V

John Breton opened his eyes slowly and stared through dim amber light, waiting — with a kind of pleasant terror — for the onrushing tides of identity to return to him. (There’s a rectangle of pale luminosity: what is it? Bedroom window in dim light? Some unfamiliar aspect of disembodied soul? Movie screen? Extra-dimensional doorway?) He was sometimes convinced that each night’s sleep brought a dissolving of personality, and that its accurate reformation in the morning depended entirely on his being given the right clues. If he woke up in different surroundings, with different possessions — then he could take up another life altogether, with nothing more than an uneasy suspicion that something had gone wrong.

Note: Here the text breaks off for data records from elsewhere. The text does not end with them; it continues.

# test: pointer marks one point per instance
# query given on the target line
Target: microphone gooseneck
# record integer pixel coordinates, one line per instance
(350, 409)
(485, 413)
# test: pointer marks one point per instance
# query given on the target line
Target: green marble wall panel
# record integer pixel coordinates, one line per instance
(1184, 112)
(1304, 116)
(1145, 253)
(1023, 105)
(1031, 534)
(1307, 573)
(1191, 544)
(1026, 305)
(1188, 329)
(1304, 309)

There was a movement in the bed beside him and he turned towards it. Kate’s dreaming face…

Breton came fully awake, remembering the previous night and the arrival of Jack Breton. The man was a thinner, shabbier, more intense version of himself. He was a cipher, a flawed human being who apparently saw nothing strange in the idea of asking a man and his wife to accept him into their home, and presenting them with such a preposterous scheme.

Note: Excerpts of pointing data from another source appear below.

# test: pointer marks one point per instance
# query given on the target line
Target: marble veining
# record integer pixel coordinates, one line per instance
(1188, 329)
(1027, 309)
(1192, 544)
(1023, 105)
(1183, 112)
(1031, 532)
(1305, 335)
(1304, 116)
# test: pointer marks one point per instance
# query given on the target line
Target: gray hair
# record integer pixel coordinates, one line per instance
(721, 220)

So Kate was supposed to choose one or the other!

Breton tried to recall why he had not driven his fist into the familiar face. He had been drunk, of course, but there was more to it than that. Was it something to do with the way in which Kate had seemed to accept the idea, while pretending not to take it too seriously?

Or was it that the fantastic scheme somehow dovetailed into the flaws in their marriage? Kate and he had been together for eleven years, during which time they had seen their ups and downs, and an even more significant motion — the drifting apart. The only way they could reach each other now was by wielding longer and longer knives. It seemed that the more money he made, the more Kate needed; so he worked even harder, while she became more distant and disinterested. A frigid, sterile escalation.

The arrival of Jack Breton could mean an effortless and guilt-free escape. Kate and Jack could go away together, or — the idea gusted coolly through Breton’s mind — he could bow out of the situation and leave them to it. He could take some money and go anywhere — Europe, South America, there was even the Moon. Buzz Silvera’s last letters from Florida had as good as said they were taking any competent practical engineer who was prepared to go.

Breton was lying in his fleecy tunnel of warmth, bemusedly trying the concept on for size, when the tardy intellectual realization came that his other self had not been part of a dream. He would have to be faced, all day and for many days to come. Shivering slightly, Breton got out of bed, put on his dressing gown and went down for breakfast.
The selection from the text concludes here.